Kanae did last through the season. A miraculous bounce back, the visiting doctor had said.
(But not because of the comfrey, no, Mitsuba wasn't so self-important to think that changed anything.)
And as such, they entered into the summer a full and complete family, untouched by tragedy.
She was still ill.
Well enough, though, to sit on the open veranda and brush through Mitsuba's hair—pin-straight, long and growing—while she browsed through the old field journal she'd decided to keep close and studied, religiously.
Her hair—she'd never looked that closely at it, before, except when glancing at Kanae's mirror, but it was…strange. Like Itama's, but less so. Where he had two full and opposite colors clashing atop his head, hers was mostly dark with just a strip of unpigmented silver-blonde from scalp to tip at the left front of her head, mostly blending into her bangs. Like her body had been in the process of coloring her hair fully dark before snapping back, realizing she wasn't what she was supposed to be. Or, like an empty marker, there just hadn't been enough ink left to fully color either twin's hair and it ended up split between them, uneven.
Whatever the case, Kanae simply adored brushing her long hair. It was a quiet, peaceful time.
The perfect time to bring up a subject that had long been tabled.
"Mom…" She let the name fade off into the sounds of the droning shriek of the cicada in the trees and the summer breeze that shifted the leaves in a dry rustle. Kanae hummed a response, but kept running the stiff-bristled brush through her hair. "Why haven't I started training like my brothers?"
The brush halted.
"Mitsuba…"
Kanae set the brush down on the lacquered tray she'd brought along with them, already occupied by the slightly-tarnished mirror and a few finely-crafted hairpins.
Mitsuba kept her head forward, steeling herself. "Itama got to the day we turned three."
"Mitsuba, you… You will not be trained as a shinobi."
"Why?"
"Because you're—"
She cut her off, frowning deep. "A girl? I see Touka practice. She—"
"Because you are my daughter." Her uncharacteristic, strong reply commanded silence.
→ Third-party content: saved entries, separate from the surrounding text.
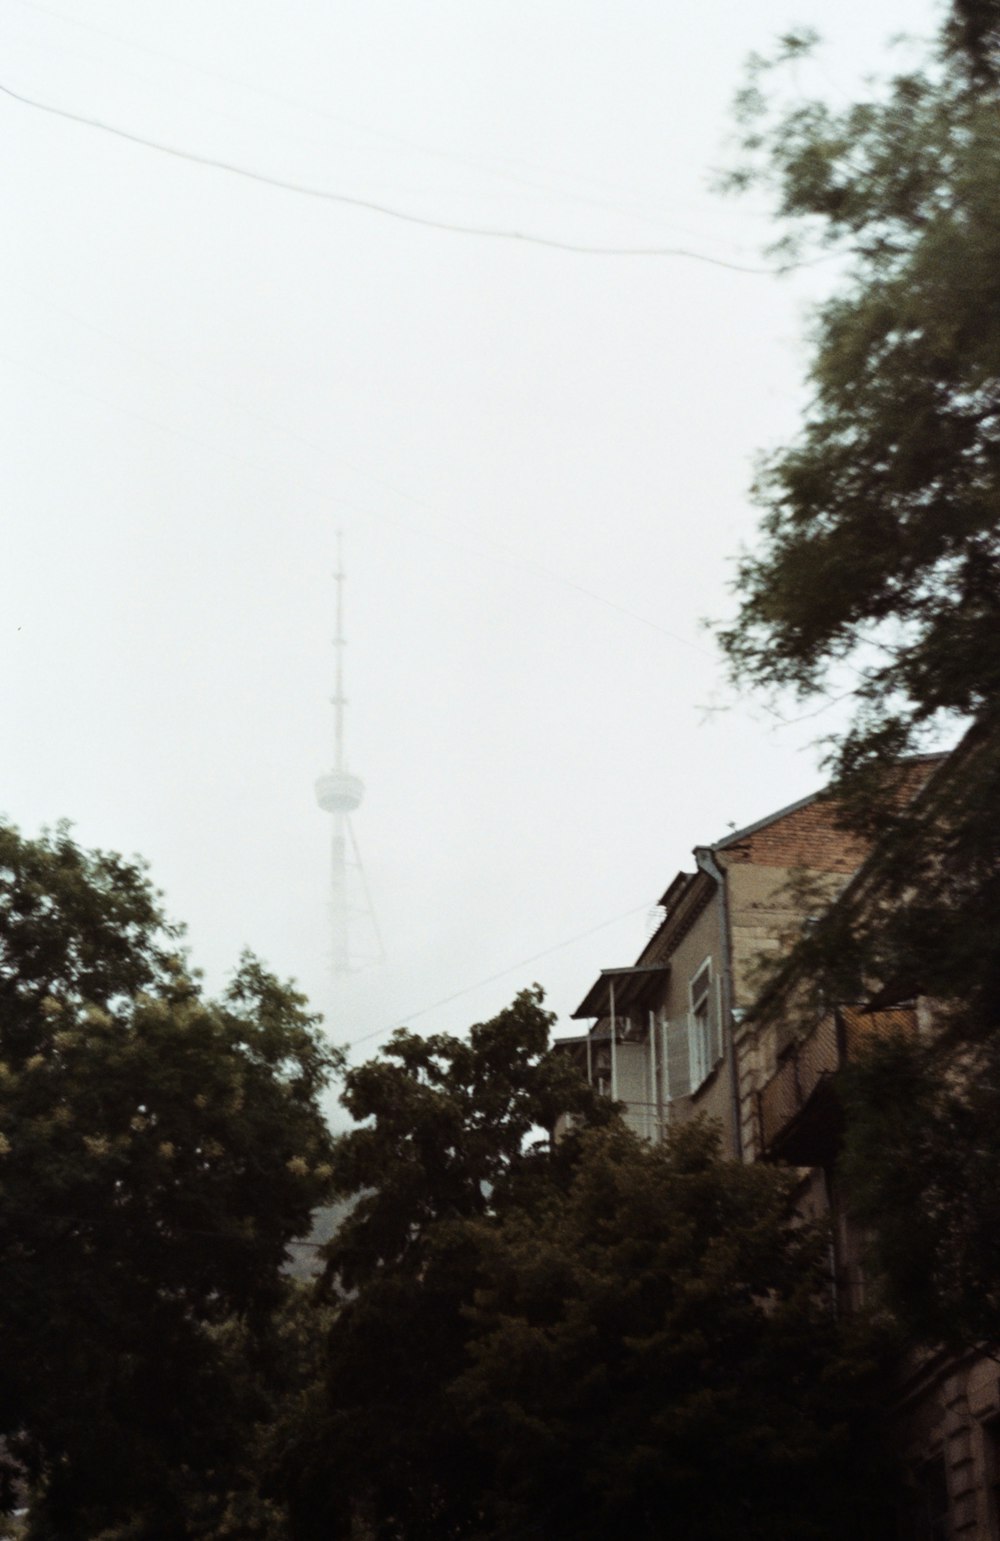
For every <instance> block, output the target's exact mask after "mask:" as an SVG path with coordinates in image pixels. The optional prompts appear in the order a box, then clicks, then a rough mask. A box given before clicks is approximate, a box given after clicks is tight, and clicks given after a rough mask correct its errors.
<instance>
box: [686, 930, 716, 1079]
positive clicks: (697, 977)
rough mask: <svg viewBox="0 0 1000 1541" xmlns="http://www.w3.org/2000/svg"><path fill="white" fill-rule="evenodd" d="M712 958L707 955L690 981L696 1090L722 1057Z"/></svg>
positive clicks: (689, 1023) (691, 1049) (690, 1016)
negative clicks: (712, 978) (702, 962)
mask: <svg viewBox="0 0 1000 1541" xmlns="http://www.w3.org/2000/svg"><path fill="white" fill-rule="evenodd" d="M712 985H713V980H712V959H706V960H704V963H703V965H701V968H700V969H698V972H696V974H695V977H693V979H692V982H690V986H689V992H690V1011H689V1017H687V1031H689V1039H690V1089H692V1091H696V1089H698V1086H700V1085H701V1082H703V1080H704V1079H706V1076H707V1074H709V1071H710V1069H712V1066H713V1065H715V1062H716V1060H718V1057H720V1054H718V1028H716V1012H715V991H713V988H712Z"/></svg>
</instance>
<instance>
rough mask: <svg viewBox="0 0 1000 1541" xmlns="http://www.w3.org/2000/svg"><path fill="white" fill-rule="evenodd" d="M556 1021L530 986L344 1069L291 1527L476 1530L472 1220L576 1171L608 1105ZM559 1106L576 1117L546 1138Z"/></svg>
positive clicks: (479, 1494)
mask: <svg viewBox="0 0 1000 1541" xmlns="http://www.w3.org/2000/svg"><path fill="white" fill-rule="evenodd" d="M552 1020H553V1019H552V1014H550V1012H547V1011H545V1009H544V1006H542V994H541V991H539V989H538V988H535V989H527V991H522V992H521V994H519V995H518V999H516V1000H515V1002H513V1003H512V1005H510V1006H508V1008H507V1009H505V1011H501V1012H499V1014H498V1016H496V1017H493V1019H492V1020H490V1022H482V1023H478V1025H475V1026H473V1028H471V1029H470V1032H468V1037H467V1039H456V1037H451V1036H448V1034H433V1036H431V1037H427V1039H422V1037H419V1036H416V1034H413V1032H407V1031H399V1032H396V1034H393V1037H391V1040H390V1043H388V1045H387V1046H385V1048H384V1049H382V1051H381V1054H379V1056H378V1057H376V1059H373V1060H370V1062H368V1063H365V1065H361V1066H357V1068H354V1069H350V1071H348V1073H347V1076H345V1089H344V1094H342V1102H344V1105H345V1106H347V1110H348V1111H350V1113H351V1116H353V1117H354V1119H356V1120H357V1122H359V1126H357V1128H354V1130H351V1131H350V1133H348V1134H344V1136H341V1137H339V1139H337V1142H336V1150H334V1159H333V1167H334V1190H336V1193H337V1194H339V1196H341V1197H344V1199H350V1200H353V1210H351V1213H350V1217H348V1219H347V1220H345V1222H344V1224H342V1227H341V1228H339V1231H337V1234H336V1236H334V1239H333V1242H331V1244H330V1247H328V1250H327V1270H328V1274H327V1276H328V1288H330V1290H331V1293H333V1299H334V1301H336V1305H337V1310H336V1319H334V1324H333V1327H331V1331H330V1336H328V1342H327V1353H325V1364H324V1385H322V1390H320V1392H319V1393H317V1396H316V1398H314V1399H311V1401H310V1404H308V1407H307V1410H305V1413H304V1416H302V1419H300V1424H299V1430H297V1436H296V1438H294V1441H290V1445H288V1458H287V1462H285V1490H287V1492H288V1495H290V1504H291V1515H293V1533H294V1536H296V1541H313V1538H324V1541H327V1538H330V1536H331V1535H333V1536H341V1535H342V1536H347V1535H353V1533H356V1527H362V1529H364V1526H370V1527H371V1529H373V1532H374V1533H378V1535H379V1536H399V1538H402V1536H405V1538H407V1541H421V1538H427V1541H431V1538H433V1541H442V1538H447V1536H464V1535H471V1533H475V1532H473V1530H470V1526H473V1523H475V1516H476V1513H478V1510H479V1504H481V1492H482V1484H484V1482H485V1481H487V1479H488V1462H485V1458H484V1453H482V1452H481V1450H479V1449H478V1447H476V1445H475V1444H473V1442H471V1441H470V1438H468V1433H467V1429H465V1425H464V1421H462V1419H461V1416H459V1413H458V1407H456V1402H455V1398H453V1395H451V1382H453V1381H455V1378H456V1376H458V1375H459V1373H461V1371H462V1368H464V1365H465V1348H467V1341H468V1333H470V1325H468V1321H467V1318H465V1308H467V1307H468V1304H470V1302H471V1298H473V1291H475V1288H476V1284H478V1277H479V1276H478V1267H479V1237H478V1233H476V1231H475V1230H470V1222H476V1220H482V1219H488V1220H490V1222H492V1220H495V1219H496V1217H498V1216H501V1214H504V1213H507V1211H508V1210H510V1208H512V1207H515V1205H525V1204H529V1202H530V1196H532V1194H533V1193H535V1191H536V1190H539V1188H542V1190H547V1187H549V1185H552V1183H556V1185H558V1183H561V1182H565V1180H569V1173H570V1171H572V1165H573V1160H575V1153H576V1150H578V1142H579V1130H582V1128H586V1126H590V1125H599V1123H604V1122H607V1120H609V1119H610V1117H613V1116H615V1114H613V1108H612V1105H610V1103H609V1102H607V1100H606V1099H601V1097H598V1096H596V1094H595V1093H593V1091H592V1089H590V1088H589V1086H587V1083H586V1082H584V1080H582V1079H581V1077H579V1076H578V1073H576V1071H575V1069H573V1068H572V1066H570V1065H569V1062H567V1059H565V1057H564V1056H559V1054H556V1053H552V1051H550V1049H549V1031H550V1025H552ZM567 1114H569V1116H570V1117H572V1119H573V1120H575V1122H576V1125H578V1131H576V1133H573V1131H567V1137H565V1139H562V1140H558V1142H556V1140H553V1137H552V1131H553V1128H555V1125H556V1122H559V1120H562V1119H564V1117H565V1116H567Z"/></svg>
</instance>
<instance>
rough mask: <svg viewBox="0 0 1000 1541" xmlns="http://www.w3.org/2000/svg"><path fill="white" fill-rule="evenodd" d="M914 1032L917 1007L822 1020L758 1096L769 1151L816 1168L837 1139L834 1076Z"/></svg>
mask: <svg viewBox="0 0 1000 1541" xmlns="http://www.w3.org/2000/svg"><path fill="white" fill-rule="evenodd" d="M915 1031H917V1012H915V1011H914V1008H912V1006H892V1008H889V1009H888V1011H864V1009H863V1008H860V1006H838V1008H837V1011H831V1012H827V1016H824V1017H821V1019H820V1022H817V1025H815V1026H814V1028H812V1031H810V1032H807V1034H806V1037H804V1039H800V1040H798V1043H795V1045H794V1046H792V1048H790V1049H789V1051H787V1053H786V1054H784V1056H783V1059H781V1060H780V1062H778V1069H777V1073H775V1074H773V1076H772V1079H770V1080H769V1082H767V1085H766V1086H763V1088H761V1091H760V1093H758V1113H760V1131H761V1143H763V1147H764V1151H767V1153H769V1154H783V1156H786V1157H787V1159H789V1160H795V1162H800V1163H801V1165H814V1157H821V1156H823V1154H824V1153H826V1150H827V1147H829V1142H831V1139H832V1137H834V1134H835V1131H834V1126H835V1122H837V1110H835V1106H832V1100H831V1099H829V1097H827V1096H826V1091H827V1083H829V1079H831V1076H832V1074H834V1073H835V1071H838V1069H840V1068H841V1065H844V1063H847V1060H852V1059H857V1056H858V1053H860V1051H861V1049H863V1048H864V1046H866V1045H869V1043H872V1042H874V1040H877V1039H881V1037H889V1036H891V1034H895V1032H906V1034H909V1032H915ZM815 1163H817V1165H818V1163H820V1160H818V1159H817V1160H815Z"/></svg>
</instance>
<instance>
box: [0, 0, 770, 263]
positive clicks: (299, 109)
mask: <svg viewBox="0 0 1000 1541" xmlns="http://www.w3.org/2000/svg"><path fill="white" fill-rule="evenodd" d="M17 3H18V5H20V6H22V8H28V9H29V11H34V12H37V14H40V15H48V17H52V18H54V20H57V22H62V23H65V25H69V26H76V28H79V29H83V31H88V32H94V34H96V35H99V37H106V39H109V40H111V42H112V43H117V45H119V46H122V48H131V49H134V51H137V52H140V54H146V55H148V57H151V59H157V60H160V62H162V60H168V62H169V63H173V65H180V68H182V69H191V71H196V72H197V74H200V76H205V77H206V79H210V80H222V82H225V83H227V85H233V86H237V88H239V89H240V91H248V92H251V94H253V96H257V97H262V99H263V100H270V102H279V103H282V105H284V106H290V108H294V111H296V112H307V114H308V116H310V117H316V119H320V120H322V122H325V123H334V125H336V126H337V128H348V129H351V131H353V133H357V134H367V136H370V137H371V139H376V140H382V142H384V143H387V145H398V146H399V148H402V149H407V151H411V153H416V154H421V156H428V157H430V159H433V160H444V162H448V163H453V165H461V166H468V168H471V170H475V171H482V173H485V174H487V176H492V177H499V179H501V180H504V182H510V183H513V185H516V186H525V188H530V190H532V191H538V193H545V194H547V196H550V197H552V196H553V194H555V196H556V197H559V199H562V200H565V202H572V203H581V205H587V206H592V208H606V210H612V211H613V213H618V214H626V216H629V217H630V219H639V220H643V222H646V223H653V225H658V223H664V220H663V219H661V211H659V210H658V208H656V206H655V208H653V211H652V213H650V210H649V208H643V206H641V205H638V206H636V205H635V203H630V202H626V203H622V202H612V200H610V199H606V197H593V196H587V194H586V193H575V191H570V190H567V188H561V186H555V188H553V186H552V185H550V183H545V182H536V180H532V179H530V177H524V176H521V174H519V173H518V171H512V170H510V168H508V166H502V165H501V166H496V165H490V163H488V162H484V160H479V159H476V157H475V156H465V154H461V153H458V151H455V149H442V148H441V146H439V145H425V143H421V142H419V140H413V139H408V137H407V136H404V134H394V133H393V131H391V129H385V128H376V126H373V125H371V123H361V122H357V119H353V117H345V116H344V114H342V112H330V111H327V109H322V108H317V106H314V105H313V103H310V102H302V100H300V99H299V97H297V96H291V94H290V92H287V91H276V89H274V88H273V86H262V85H259V83H257V82H251V80H245V79H242V77H240V76H233V74H230V72H227V71H222V69H213V68H211V66H210V65H205V63H202V62H200V60H194V59H185V57H183V55H182V54H174V52H169V51H168V49H162V48H154V46H151V45H149V43H142V42H139V40H137V39H134V37H123V35H122V34H120V32H112V31H111V29H109V28H106V26H99V25H96V23H94V22H85V20H82V18H80V17H69V15H66V14H65V12H62V11H55V9H52V8H51V6H48V5H40V3H39V0H17ZM37 46H43V45H37ZM55 46H60V45H55ZM145 79H149V77H145ZM157 85H159V86H160V88H162V89H168V91H169V89H171V88H169V86H166V85H165V83H163V82H157ZM188 100H190V99H188ZM213 111H219V109H217V108H213ZM227 116H228V114H227ZM501 159H502V157H501ZM527 165H529V170H532V171H533V173H536V174H541V176H550V177H562V176H565V171H564V170H556V168H552V166H544V165H542V166H538V165H532V162H529V163H527ZM570 177H572V179H573V180H576V182H582V183H584V185H590V186H599V188H602V190H609V188H610V190H612V191H613V193H615V194H616V196H619V194H621V188H619V186H618V183H615V182H609V180H606V179H601V177H593V176H589V177H581V176H579V174H576V173H570ZM626 197H627V199H629V197H633V199H635V197H639V194H638V191H632V190H626ZM669 223H670V225H672V228H673V230H676V231H680V233H681V234H689V236H695V237H696V239H703V237H704V233H703V231H692V230H690V228H686V227H684V225H678V223H676V220H670V222H669ZM707 239H720V237H713V236H709V237H707ZM723 240H724V245H729V247H732V248H733V250H737V251H738V250H741V248H740V247H738V243H733V242H730V240H726V239H724V237H723Z"/></svg>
Even the cicada's cries had lulled, as if they'd heard it, too, and cowered.
Mitsuba's hands clenched tight around the book's binding, and she kept her stare resolutely on the oscillating treetops she could see beyond the compound's walls. Even as Kanae's hands gently touched her shoulders before slipping around her and pulling her close, up to her chest, with her cheek resting against the crown of her head.
"Far too many of my sisters have been felled in battle. I could never let you face that same fate, Mitsuba. Never." As she spoke, her voice thinned—not from sickness, but from the tears she could feel wetting her scalp. "You are strong, and stubborn. Just like your father, who shares my sentiments. I can see you want more. But, please. Please… Can you not be happy supporting him and your brothers, here, with me? Please. You are the only child I can keep at my side."
"My chakra..."
She didn't finish the thought. Couldn't, because why had she even brought it up in the first place? She already knew the answer before she asked.
Even so, the clunky word she'd never fully pronounced or spoken aloud before still hung at the tip of her tongue, and she liked its taste. Wanted to say it again. Wanted to know it, and its power.
But couldn't. Because no one refused Kanae's requests.